The Analytical Engine had two parts, the lower level was controlled by massive drums (called barrels) and the upper level was controlled by punched cards. The earliest machines also had a nested loop system and used Jacquard’s Bernoulli numbers.
Historically, calculators have undergone seven major transformations. These include portability, a small form factor, replaceable batteries, increased functionality, liquid crystal displays, solar power, and cheapness. The first electronic calculators appeared in the 1960s. These early calculators used transistors to calculate numbers.
Early calculators were made of mechanical parts. However, they quickly became inefficient and time-consuming. As a result, mathematicians began developing new devices to perform calculations. The British Bell Punch/Sumlock Comptometer ANITA was one of the first electronic calculators. This machine was used to calculate the fares for train conductors. The British company created a calculator that had twelve cold-cathode tubes. This device was available as early as 1962 and was sold in continental Europe.
In the early 1970s, HP engineers began developing a calculator that was less power-hungry, incorporated transistors, and used mains power instead of batteries. Their ‘Cal-Tech’ prototype was a prophet of the future, but it still used transistors. By the end of the decade, calculator development had moved to the forefront of Large Scale Integration (LSI) semiconductor development. As the technology progressed, strategic partnerships were formed with Japanese calculator manufacturers and U.S. semiconductor firms.
In 1957, Hewlett-Packard began selling public stock to raise money to expand its production and sales efforts. After going public, the company began expanding its product line and made significant strides towards a more profitable future. In 1961, the company bought the F.L. Moseley Company, which manufactured graphic recorders.
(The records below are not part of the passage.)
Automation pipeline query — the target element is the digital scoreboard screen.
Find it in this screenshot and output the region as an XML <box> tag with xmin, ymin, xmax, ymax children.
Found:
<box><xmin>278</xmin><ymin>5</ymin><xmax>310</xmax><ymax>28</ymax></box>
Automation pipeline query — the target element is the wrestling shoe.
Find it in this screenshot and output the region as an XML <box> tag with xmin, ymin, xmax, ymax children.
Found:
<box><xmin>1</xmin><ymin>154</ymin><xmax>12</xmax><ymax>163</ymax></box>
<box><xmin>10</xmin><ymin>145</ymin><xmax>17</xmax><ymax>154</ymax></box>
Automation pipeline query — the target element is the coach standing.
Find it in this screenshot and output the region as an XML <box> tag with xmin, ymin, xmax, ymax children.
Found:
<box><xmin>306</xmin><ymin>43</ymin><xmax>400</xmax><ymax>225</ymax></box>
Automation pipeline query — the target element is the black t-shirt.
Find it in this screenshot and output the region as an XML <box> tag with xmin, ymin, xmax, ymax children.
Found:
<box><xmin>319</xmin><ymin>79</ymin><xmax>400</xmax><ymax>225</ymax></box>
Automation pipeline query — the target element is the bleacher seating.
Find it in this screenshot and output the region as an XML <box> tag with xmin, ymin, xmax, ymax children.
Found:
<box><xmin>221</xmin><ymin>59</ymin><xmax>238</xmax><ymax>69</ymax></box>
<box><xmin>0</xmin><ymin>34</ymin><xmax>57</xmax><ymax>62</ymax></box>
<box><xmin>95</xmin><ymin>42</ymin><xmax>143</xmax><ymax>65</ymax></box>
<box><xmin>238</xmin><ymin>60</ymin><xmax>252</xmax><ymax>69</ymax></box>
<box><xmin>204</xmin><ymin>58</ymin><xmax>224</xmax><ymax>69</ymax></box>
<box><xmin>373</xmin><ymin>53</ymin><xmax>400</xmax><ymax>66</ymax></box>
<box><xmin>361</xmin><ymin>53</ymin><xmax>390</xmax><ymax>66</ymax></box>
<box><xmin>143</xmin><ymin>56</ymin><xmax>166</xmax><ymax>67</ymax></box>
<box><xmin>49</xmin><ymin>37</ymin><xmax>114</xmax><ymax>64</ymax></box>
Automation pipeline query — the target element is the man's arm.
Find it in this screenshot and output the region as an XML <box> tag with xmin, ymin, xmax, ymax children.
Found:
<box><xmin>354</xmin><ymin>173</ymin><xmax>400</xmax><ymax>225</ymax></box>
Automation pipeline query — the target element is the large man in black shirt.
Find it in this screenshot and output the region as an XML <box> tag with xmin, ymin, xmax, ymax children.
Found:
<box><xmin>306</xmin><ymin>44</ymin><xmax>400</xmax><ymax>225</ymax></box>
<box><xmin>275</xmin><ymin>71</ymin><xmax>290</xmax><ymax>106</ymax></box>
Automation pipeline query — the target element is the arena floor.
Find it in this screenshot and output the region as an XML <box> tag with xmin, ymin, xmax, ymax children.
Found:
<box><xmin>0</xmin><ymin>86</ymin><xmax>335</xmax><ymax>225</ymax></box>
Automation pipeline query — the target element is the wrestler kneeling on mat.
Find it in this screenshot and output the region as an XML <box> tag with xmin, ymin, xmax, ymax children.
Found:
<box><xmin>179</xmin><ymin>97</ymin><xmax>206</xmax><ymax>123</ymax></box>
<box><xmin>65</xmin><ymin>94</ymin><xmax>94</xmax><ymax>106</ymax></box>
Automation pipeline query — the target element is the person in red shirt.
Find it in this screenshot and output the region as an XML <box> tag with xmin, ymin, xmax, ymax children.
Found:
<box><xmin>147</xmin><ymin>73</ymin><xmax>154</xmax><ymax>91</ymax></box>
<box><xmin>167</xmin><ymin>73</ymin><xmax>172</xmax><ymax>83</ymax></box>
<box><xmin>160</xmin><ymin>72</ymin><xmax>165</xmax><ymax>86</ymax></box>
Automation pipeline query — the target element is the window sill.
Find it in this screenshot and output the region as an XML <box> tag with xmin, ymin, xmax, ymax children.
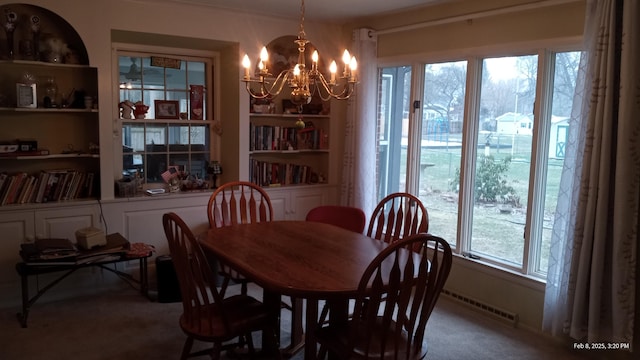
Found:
<box><xmin>453</xmin><ymin>254</ymin><xmax>546</xmax><ymax>291</ymax></box>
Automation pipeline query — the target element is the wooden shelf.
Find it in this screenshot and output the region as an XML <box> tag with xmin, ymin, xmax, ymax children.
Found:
<box><xmin>0</xmin><ymin>107</ymin><xmax>98</xmax><ymax>113</ymax></box>
<box><xmin>0</xmin><ymin>153</ymin><xmax>100</xmax><ymax>160</ymax></box>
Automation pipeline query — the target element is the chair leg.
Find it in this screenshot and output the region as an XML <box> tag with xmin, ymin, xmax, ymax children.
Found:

In addition, the company began its ascent to the status of a medical-instrument manufacturer.
The earliest calculators were made with a nematic black-on-grey crystal display. However, later models had an LCD screen. They were often more expensive and didn’t last long. Then, in the 1970s, Sharp started making calculators that used a “Calculator On Substrate” (COS) technology. This technology used an extension of a glass plate to display a liquid crystal. This technology proved to be too expensive and eventually Sharp went back to using conventional circuit boards.
During the 1960s, the first electronic calculators came on the market. The Sharp CS10, an all-transistor calculator, cost $2,500 in 1964. This breakthrough opened the door for new electronic calculators by Sony, Olivetti, Canon, and Mathatronics. The Toshiba BC-1411, another early electronic calculator, was a breakthrough in computing history. The Toshiba BC-1411 was able to store more information than its predecessors. It also incorporated an early form of RAM, and had separate circuit boards. The Olivetti Programma 101, another early electronic calculator, was a winner of numerous industrial design awards.
The modern calculator owes its origins to the development of electronics. Throughout the 1970s, the invention of integrated circuits (ICs) allowed the calculator to perform all its logic functions within a single device. This new technology was cutting edge at the time, but yields were low and costs were high. Even so, many calculators used multiple ICs to perform basic operations, and this trend continued well into the 1980s.
The first calculator was invented in 1623 by a German astronomer and mathematician, Wilhelm Schickard. He described his creation in a letter to Johannes Kepler. Unfortunately, the prototype was destroyed during a fire. However, modern engineers were able to reconstruct it from Schickard’s letters.